The Death of the 30-Second Commercial (And What It Means for Students)

All the noise about the death of the 30-second commercial is just chatter. For the 30-second commercial to die you have to have more in place than just TiVo. You have to have clients who are willing to shift millions and millions of dollars from a proven and measurable medium to something that is still a little scary. Most companies (not to mention the Blue Chips that spend the most on broadcast production) are incredibly risk-averse. Even if a single huge media spender (say, WalMart or GM) decided they were going to completely eliminate their TV budget and dump all their advertising money into on-line media, that wouldn’t begin to shake the foundations of the TV commercial establishment. 30-second spots are going to be around for a long, long time. And someone’s going to have to make them. Hopefully, you.

When it was first introduced, radio was going to kill newspapers because it offered sound. Then TV came along and was going to kill radio because it offered picture. The internet was going to kill TV because it was selective and interactive and gave the viewer more control. Before we’re dead, we’re going to see something that will supposedly kill the internet.
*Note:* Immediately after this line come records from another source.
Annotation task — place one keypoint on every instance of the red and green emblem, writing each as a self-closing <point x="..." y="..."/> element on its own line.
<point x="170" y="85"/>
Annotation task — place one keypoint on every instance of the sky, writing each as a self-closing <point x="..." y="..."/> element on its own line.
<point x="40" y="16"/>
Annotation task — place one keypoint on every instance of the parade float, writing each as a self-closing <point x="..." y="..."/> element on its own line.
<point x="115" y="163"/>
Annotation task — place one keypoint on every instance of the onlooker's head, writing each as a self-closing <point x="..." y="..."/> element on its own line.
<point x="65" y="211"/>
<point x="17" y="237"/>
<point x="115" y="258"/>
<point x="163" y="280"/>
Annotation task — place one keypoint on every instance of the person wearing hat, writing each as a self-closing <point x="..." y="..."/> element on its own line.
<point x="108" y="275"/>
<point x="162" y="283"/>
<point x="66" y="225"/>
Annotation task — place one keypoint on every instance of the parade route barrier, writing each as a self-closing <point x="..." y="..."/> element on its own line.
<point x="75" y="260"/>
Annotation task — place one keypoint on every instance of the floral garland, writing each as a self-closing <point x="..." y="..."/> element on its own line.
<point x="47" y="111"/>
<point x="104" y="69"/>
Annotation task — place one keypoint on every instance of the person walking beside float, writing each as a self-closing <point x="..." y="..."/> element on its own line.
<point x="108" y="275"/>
And we’ll likely read about it in the newspaper. Wedged in between a couple of small space print ads that someone will enter into the One Show.
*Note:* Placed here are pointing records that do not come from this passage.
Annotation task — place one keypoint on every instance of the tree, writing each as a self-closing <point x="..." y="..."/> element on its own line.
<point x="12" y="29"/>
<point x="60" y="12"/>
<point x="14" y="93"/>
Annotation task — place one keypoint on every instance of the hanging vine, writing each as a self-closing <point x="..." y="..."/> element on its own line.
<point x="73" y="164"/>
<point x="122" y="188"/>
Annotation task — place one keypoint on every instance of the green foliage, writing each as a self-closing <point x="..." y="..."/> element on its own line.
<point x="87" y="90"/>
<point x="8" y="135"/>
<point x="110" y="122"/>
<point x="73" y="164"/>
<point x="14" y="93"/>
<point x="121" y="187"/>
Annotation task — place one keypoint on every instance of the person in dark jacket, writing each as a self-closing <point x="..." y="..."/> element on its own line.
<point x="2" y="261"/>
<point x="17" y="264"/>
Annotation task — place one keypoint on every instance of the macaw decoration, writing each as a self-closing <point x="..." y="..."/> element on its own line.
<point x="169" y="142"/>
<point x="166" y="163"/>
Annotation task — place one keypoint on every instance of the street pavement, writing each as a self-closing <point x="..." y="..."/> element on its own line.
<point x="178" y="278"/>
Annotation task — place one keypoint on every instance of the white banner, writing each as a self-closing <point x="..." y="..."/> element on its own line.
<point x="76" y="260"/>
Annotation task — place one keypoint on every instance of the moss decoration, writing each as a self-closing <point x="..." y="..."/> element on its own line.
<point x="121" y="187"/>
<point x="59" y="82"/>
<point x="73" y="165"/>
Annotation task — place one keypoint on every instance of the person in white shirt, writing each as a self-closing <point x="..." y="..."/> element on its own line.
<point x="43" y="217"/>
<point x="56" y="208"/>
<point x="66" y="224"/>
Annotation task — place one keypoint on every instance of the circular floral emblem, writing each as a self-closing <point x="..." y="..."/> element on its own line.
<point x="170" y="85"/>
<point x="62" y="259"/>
So, in my opinion, traditional media aren’t about to die. But the way we approach ads is changing. Anyone who really studies brands and advertising knows that a brand is nothing more or less than a great story. (I highly recommend Seth Godin’s All Marketers Are Liars. It will help you understand your job a little more.) Sometimes you tell this story in a 30-second spot. Sometimes it’s best told in a string of short :15s. Sometimes it’s better told as a print ad. And sometimes it’s better as a publicity stunt that spreads by word of mouth. If we approach advertising as storytelling, and not as scriptwriting, or layout making, we’ll be in a much better place.

Look at the Gamekillers campaign. Yeah, there are some fun :30 spots that are a part of that story. There are also some fun print pieces, too. The website is my favorite component, but it also became a TV show.
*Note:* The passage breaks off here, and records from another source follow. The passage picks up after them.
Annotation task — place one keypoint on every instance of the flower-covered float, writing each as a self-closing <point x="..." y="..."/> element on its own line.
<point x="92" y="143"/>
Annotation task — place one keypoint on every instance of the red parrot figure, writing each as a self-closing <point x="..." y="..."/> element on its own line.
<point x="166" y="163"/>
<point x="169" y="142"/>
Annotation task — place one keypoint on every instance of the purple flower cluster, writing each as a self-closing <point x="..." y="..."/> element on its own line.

Look at Bernbach’s original Lemon ad. It’s a print piece. But it told more of a story than most campaigns tell. Would it work as well today? Hard to say. Probably not. It was disruptive for its time, and we’ve because calloused to that kind of disruption. But it still told a very human story. So while it might not work as well, I believe it would still definitely work. Clients would measure its success, and drivers would give the client money and the client would give the agency money.

So, as a student, remember that when a creative director is looking at your portfolio, he or she will be wanting to see what truths you’ve come up with. They’ll be wanting to find a human connection. They’ll want to be surprised. A slick layout and a punchy headline won’t be enough. If you’ve got a book full of print campaigns that really resonate with me, and make me think, and surprise me a little, I’ll understand that you get what it means not just to make ads, but to communicate. And I’ll assume you’ll be able to communicate in any media.